Hidden down alleyways and high above the heads of passers-by are some of the Bastille’s most fascinating places. Easily missed by the casual stroller, this now-fashionable neighbourhood rewards the inquisitive visitor.
Secrets of the Bastille: The Viaduc des Arts
The Spider King
Everyone has heard of the Sun King, and the splendours of Versailles, but slightly less-known is the Spider King. Louis XI gained this nickname for various reasons – his less-than-handsome features, his skill at out-maneuvering his enemies, and the fact that he was always watching his back for fear of being stepped on. Yet without one of his generous gestures, the Bastille area in eastern Paris – more correctly called the Faubourg-St-Antoine – would look very different today.

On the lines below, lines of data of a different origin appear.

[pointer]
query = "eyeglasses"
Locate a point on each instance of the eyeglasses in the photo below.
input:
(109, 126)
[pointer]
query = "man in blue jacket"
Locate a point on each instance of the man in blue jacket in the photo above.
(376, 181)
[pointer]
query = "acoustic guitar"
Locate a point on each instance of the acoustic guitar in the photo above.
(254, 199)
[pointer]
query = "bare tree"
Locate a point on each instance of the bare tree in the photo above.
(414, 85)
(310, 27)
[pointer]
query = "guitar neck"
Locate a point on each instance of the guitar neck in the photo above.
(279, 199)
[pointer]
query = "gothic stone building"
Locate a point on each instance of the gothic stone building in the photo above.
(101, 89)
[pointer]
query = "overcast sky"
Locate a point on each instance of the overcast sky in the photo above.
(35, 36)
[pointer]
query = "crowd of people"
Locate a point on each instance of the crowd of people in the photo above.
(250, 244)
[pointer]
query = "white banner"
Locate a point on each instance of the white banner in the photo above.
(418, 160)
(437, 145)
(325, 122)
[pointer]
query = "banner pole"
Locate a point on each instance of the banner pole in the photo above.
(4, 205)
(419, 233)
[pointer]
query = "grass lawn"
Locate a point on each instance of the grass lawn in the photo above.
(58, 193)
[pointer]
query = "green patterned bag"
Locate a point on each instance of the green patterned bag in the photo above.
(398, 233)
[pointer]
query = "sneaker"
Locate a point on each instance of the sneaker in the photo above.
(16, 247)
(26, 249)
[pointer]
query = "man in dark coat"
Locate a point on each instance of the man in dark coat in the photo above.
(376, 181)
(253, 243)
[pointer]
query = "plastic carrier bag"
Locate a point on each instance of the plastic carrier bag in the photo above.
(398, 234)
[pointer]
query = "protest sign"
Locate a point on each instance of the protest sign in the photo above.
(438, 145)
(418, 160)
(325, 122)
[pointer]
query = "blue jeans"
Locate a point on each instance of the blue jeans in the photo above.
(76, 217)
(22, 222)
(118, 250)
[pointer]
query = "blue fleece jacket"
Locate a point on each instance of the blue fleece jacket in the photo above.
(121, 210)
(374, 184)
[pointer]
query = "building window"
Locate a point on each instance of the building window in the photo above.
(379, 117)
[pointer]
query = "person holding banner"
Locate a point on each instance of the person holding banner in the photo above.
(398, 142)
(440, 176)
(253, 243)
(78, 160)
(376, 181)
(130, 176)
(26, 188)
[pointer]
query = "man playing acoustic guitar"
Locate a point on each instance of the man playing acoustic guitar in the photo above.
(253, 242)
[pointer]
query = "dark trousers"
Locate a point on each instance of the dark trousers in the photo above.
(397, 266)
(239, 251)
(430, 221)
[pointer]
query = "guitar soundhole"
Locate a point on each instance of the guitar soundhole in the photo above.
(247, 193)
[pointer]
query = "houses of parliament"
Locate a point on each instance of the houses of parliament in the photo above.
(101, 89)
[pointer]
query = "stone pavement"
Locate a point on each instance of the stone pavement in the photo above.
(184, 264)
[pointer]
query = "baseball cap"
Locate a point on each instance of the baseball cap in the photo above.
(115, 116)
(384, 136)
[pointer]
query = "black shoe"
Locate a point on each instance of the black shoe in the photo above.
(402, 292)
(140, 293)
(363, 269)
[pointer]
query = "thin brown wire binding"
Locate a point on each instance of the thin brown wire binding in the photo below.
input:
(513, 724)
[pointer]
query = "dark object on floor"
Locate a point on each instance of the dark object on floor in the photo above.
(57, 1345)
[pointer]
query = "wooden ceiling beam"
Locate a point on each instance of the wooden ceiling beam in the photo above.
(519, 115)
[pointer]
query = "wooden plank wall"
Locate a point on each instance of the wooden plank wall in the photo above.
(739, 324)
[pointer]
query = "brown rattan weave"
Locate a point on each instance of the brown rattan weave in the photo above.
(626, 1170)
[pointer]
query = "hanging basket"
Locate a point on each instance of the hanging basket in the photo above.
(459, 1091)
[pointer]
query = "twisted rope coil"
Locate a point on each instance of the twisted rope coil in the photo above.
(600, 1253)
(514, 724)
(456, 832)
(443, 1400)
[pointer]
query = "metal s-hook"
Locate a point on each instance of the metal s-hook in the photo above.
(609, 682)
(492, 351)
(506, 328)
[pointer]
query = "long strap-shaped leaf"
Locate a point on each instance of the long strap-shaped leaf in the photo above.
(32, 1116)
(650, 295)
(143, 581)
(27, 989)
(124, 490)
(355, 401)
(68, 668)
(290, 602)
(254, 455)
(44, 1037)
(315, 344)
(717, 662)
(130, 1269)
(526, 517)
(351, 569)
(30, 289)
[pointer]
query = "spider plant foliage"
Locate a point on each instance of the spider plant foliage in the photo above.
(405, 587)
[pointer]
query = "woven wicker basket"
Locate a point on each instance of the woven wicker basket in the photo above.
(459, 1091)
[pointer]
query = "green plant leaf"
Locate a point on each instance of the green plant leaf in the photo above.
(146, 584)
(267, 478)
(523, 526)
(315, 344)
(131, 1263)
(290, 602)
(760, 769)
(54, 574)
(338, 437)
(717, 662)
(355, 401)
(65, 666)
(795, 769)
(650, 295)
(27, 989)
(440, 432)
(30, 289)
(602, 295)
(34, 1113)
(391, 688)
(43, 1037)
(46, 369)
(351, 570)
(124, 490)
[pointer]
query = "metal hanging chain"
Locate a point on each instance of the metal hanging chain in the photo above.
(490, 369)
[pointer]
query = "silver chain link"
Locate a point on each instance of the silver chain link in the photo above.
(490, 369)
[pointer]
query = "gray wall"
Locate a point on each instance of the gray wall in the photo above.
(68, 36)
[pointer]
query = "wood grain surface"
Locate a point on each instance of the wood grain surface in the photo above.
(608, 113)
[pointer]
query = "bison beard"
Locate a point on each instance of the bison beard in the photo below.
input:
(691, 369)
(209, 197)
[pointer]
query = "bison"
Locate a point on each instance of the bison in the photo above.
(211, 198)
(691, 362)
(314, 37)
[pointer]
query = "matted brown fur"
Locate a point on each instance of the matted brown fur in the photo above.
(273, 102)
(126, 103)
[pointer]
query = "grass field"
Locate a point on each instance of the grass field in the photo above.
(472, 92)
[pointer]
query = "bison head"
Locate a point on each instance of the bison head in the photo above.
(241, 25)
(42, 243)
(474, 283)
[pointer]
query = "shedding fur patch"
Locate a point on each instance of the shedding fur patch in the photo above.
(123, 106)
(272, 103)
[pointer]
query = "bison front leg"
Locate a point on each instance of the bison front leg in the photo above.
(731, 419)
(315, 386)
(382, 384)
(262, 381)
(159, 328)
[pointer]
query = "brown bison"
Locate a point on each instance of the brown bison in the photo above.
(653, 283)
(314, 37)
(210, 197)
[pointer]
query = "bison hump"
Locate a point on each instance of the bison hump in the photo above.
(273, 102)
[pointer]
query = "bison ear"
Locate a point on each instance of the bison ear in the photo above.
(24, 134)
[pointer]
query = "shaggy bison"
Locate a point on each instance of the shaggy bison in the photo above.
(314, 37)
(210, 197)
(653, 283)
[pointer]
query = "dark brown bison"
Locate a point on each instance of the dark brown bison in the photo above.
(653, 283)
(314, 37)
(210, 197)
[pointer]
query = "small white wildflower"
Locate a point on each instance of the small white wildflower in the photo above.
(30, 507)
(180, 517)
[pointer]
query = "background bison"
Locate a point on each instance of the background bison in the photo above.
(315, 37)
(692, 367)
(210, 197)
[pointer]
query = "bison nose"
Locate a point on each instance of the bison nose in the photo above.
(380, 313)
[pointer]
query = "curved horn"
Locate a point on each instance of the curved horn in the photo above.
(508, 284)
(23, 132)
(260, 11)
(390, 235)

During his reign in the mid-15th century, Louis would often enter the city through the gates in the city walls, which stood just west of the present place de la Bastille, where the infamous Bastille prison was located. He saw how poor the people were who lived outside the walls, and decided to do something to help. He allowed the people in this district to make furniture without having to make payments to the craft guilds of the time, which was then the custom. It brought many furniture makers to the area, and the trade thrived… and still flourishes today.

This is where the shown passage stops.